A high-yield savings account is one that earns interest at a higher percentage rate than those attached to most traditional savings accounts. Although the name implies a greater reward than the investor receives with a regular savings account, the interest rate might not match your idea of high. Rates vary from one financial institution to another, and they often fluctuate.
Opening a High-Yield Savings
High-yield savings accounts in some ways are similar to money market accounts. Generally, you may access the funds at any time without penalty. Unlike a traditional savings account, a high-yield savings account may require a significant opening deposit and a minimum balance. These accounts also carry limits on the number of withdrawals you may make per year. Qualifications for opening a high-yield savings account may vary among financial institutions.
Financial institutions compete to offer the best interest rate, and they change rates without notice for any of a number of reasons. Economic conditions significantly affect interest rates. In a booming economy, interest rates tend to be higher. Many banks offer tiered high-yield accounts to provide higher interest rates on accounts that exceed a certain balance.
Locking in a Rate
Because funds in a high-yield savings account are readily accessible, the interest rate is not locked.
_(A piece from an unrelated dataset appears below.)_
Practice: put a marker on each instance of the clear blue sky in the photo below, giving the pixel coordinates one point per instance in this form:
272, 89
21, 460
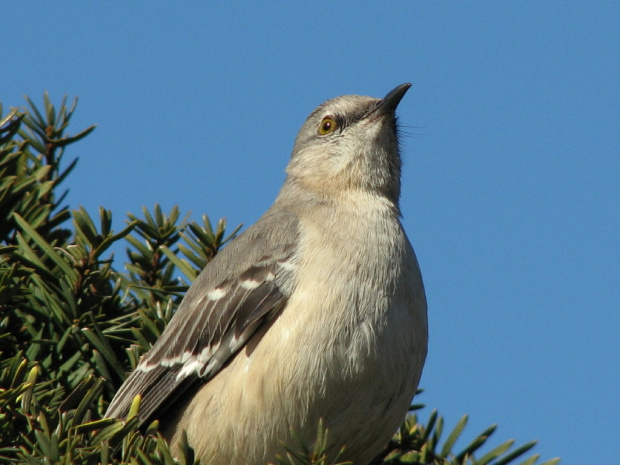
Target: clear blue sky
511, 180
A certificate of deposit — or CD — is an account that allows you to lock in an interest rate for a specific period of time. Although the interest rate may be higher with a CD, you face fees and penalties if you choose to close the account or withdrawal funds.
At the time of publication, savings accounts established with a bank or credit union are insured up to $250,000 by the Federal Deposit Insurance Corporation. Other investments through the same financial institution are not similarly protected. Mutual funds, stocks, annuities and life insurance policies are classified as non-deposit investments and are not insured by the FDIC.